Correlations between environmental variables and genetic diversity

The Mantel test was performed using the Fst matrix and distance matrix with the ade4 software package in R [37]. To describe the possible changes in the correlation between the genetic distance and geographical distance, we used PASSaGE 2.0 for Manchester correlation analysis [77], according to the distance. The rank divided the distance matrix into submatrices. The populations within the boundary geographical distance described by each submatrix corresponded to populations with different genetic distances. The average Fst of the set “distance level” was calculated separately to generate a polyline “interference graph” that was combined with the Manchester correlation map for a more intuitive view.

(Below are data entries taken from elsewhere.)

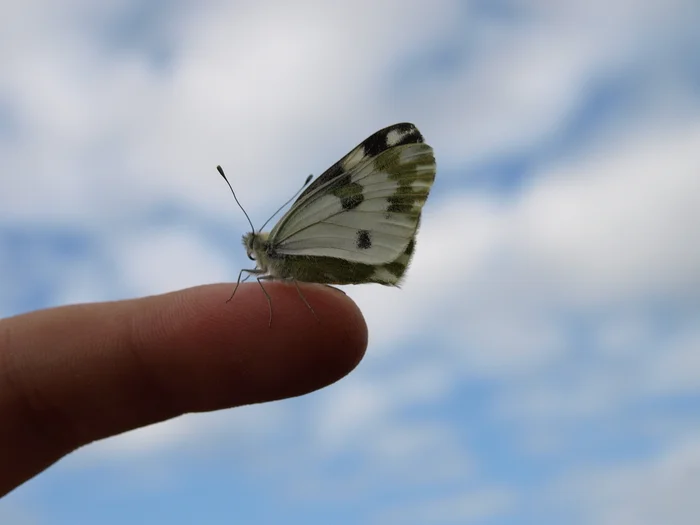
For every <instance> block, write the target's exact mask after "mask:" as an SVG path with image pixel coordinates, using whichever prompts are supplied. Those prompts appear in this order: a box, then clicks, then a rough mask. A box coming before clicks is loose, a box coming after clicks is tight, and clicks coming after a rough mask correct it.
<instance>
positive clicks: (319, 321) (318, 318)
mask: <svg viewBox="0 0 700 525" xmlns="http://www.w3.org/2000/svg"><path fill="white" fill-rule="evenodd" d="M293 280H294V286H296V288H297V292H299V297H301V300H302V301H304V304H305V305H306V307H307V308H308V309H309V310H311V313H312V314H314V317H315V318H316V321H318V322H319V323H320V322H321V320H320V319H319V318H318V316H317V315H316V312H315V311H314V309H313V308H311V305H310V304H309V301H307V300H306V297H304V294H303V293H301V288H299V283H298V282H297V281H296V279H293Z"/></svg>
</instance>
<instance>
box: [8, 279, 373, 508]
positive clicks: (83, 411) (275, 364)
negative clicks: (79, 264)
mask: <svg viewBox="0 0 700 525" xmlns="http://www.w3.org/2000/svg"><path fill="white" fill-rule="evenodd" d="M231 286H232V285H231V284H216V285H208V286H199V287H195V288H189V289H186V290H181V291H178V292H172V293H169V294H165V295H156V296H151V297H144V298H140V299H133V300H125V301H117V302H109V303H95V304H84V305H74V306H63V307H58V308H52V309H47V310H40V311H36V312H31V313H27V314H23V315H19V316H16V317H11V318H7V319H0V465H2V468H0V496H2V495H5V494H7V493H8V492H10V491H12V490H13V489H14V488H16V487H18V486H19V485H21V484H22V483H24V482H25V481H27V480H29V479H30V478H32V477H34V476H36V475H37V474H39V473H40V472H41V471H43V470H44V469H46V468H47V467H49V466H50V465H52V464H53V463H55V462H56V461H58V460H59V459H60V458H61V457H63V456H65V455H66V454H68V453H70V452H72V451H74V450H76V449H78V448H80V447H81V446H83V445H86V444H88V443H90V442H92V441H96V440H99V439H103V438H106V437H109V436H113V435H115V434H119V433H122V432H125V431H127V430H132V429H135V428H139V427H142V426H146V425H150V424H152V423H156V422H160V421H165V420H168V419H170V418H173V417H176V416H179V415H181V414H185V413H189V412H208V411H212V410H220V409H224V408H231V407H237V406H241V405H248V404H253V403H263V402H267V401H274V400H279V399H284V398H289V397H295V396H299V395H303V394H306V393H309V392H313V391H314V390H318V389H320V388H323V387H324V386H327V385H330V384H332V383H334V382H335V381H337V380H338V379H340V378H342V377H343V376H345V375H346V374H348V373H349V372H350V371H351V370H352V369H353V368H355V366H357V364H358V363H359V362H360V360H361V359H362V357H363V355H364V352H365V349H366V346H367V327H366V325H365V322H364V319H363V317H362V314H361V313H360V311H359V309H358V308H357V306H356V305H355V303H353V302H352V301H351V300H350V299H349V298H348V297H347V296H346V295H345V294H343V293H342V292H340V291H338V290H334V289H332V288H330V287H326V286H320V285H311V284H302V283H300V287H301V289H303V292H304V295H305V297H306V298H307V299H308V301H309V302H310V303H311V304H313V306H314V311H315V312H316V313H317V315H318V320H317V319H316V318H315V317H314V316H312V315H310V314H309V310H308V309H307V308H306V306H304V304H303V303H302V302H301V301H300V299H299V295H298V293H297V290H296V288H295V286H294V284H291V283H279V282H268V283H267V284H266V286H265V287H266V289H267V291H268V293H269V294H270V296H271V297H272V302H273V308H274V311H275V321H274V323H273V325H272V326H271V327H269V326H268V318H269V312H268V303H267V299H266V298H265V296H264V295H263V294H262V293H261V291H260V287H259V286H258V285H257V283H252V284H251V283H248V284H241V286H240V288H239V290H238V291H237V293H236V297H235V299H234V300H233V301H232V302H231V303H228V304H227V303H226V299H227V298H228V297H229V295H230V293H231Z"/></svg>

Detecting SNP loci under selection based on Fst outlier tests

A coalescence-based simulation was used to detect deviating SNP sites. With these methods, we expected to detect low-level differentiation sites under balanced selection (neutral loci) and high-level differentiation sites under directed selection (differentiation loci). The layering method we used was a modification of the FDIST method that was performed with Arlequin ver 3.5.2.2 [78, 79].. We used a hierarchical island model with 50,000 simulations to calculate the relationship between the Fst and heterozygosity. A locus with an Fst value higher than the 0.99 limit of the neutral distribution was considered to be a putative outlier under divergent selection [59]. The remaining loci with nonsignificant Fst values were considered to be neutral SNPs. All procedures reduced bias and maintained highly differentiated loci between ecotypes individuals. We chose Fst values that were higher than the expected neutral distribution as the directional selection sites and Fst values that were lower than the expected neutral distribution as the balanced selection sites [60].

Gene ontology analysis

SNP loci were screened using high-quality SNP loci [59, 80], and the reference sequence was obtained from NCBI (https://www.ncbi.nlm.nih.gov/assembly/GCF_001442555.1). A 50-base sequence upstream and downstream of the extraction site was sequenced and aligned with the A. mellifera sequence to obtain the most recent genes. Enrichment analysis was based on their orthologs in Drosophila melanogaster. The genes were assigned to GO and KEGG pathways. The functional enrichment of gene IDs was performed using GeneMania and g: Profiler [81, 82] with the online analysis site DAVID for KEGG pathway exploration [83] and Benjamini to correct the P-values to identify clusters of significantly enriched terms.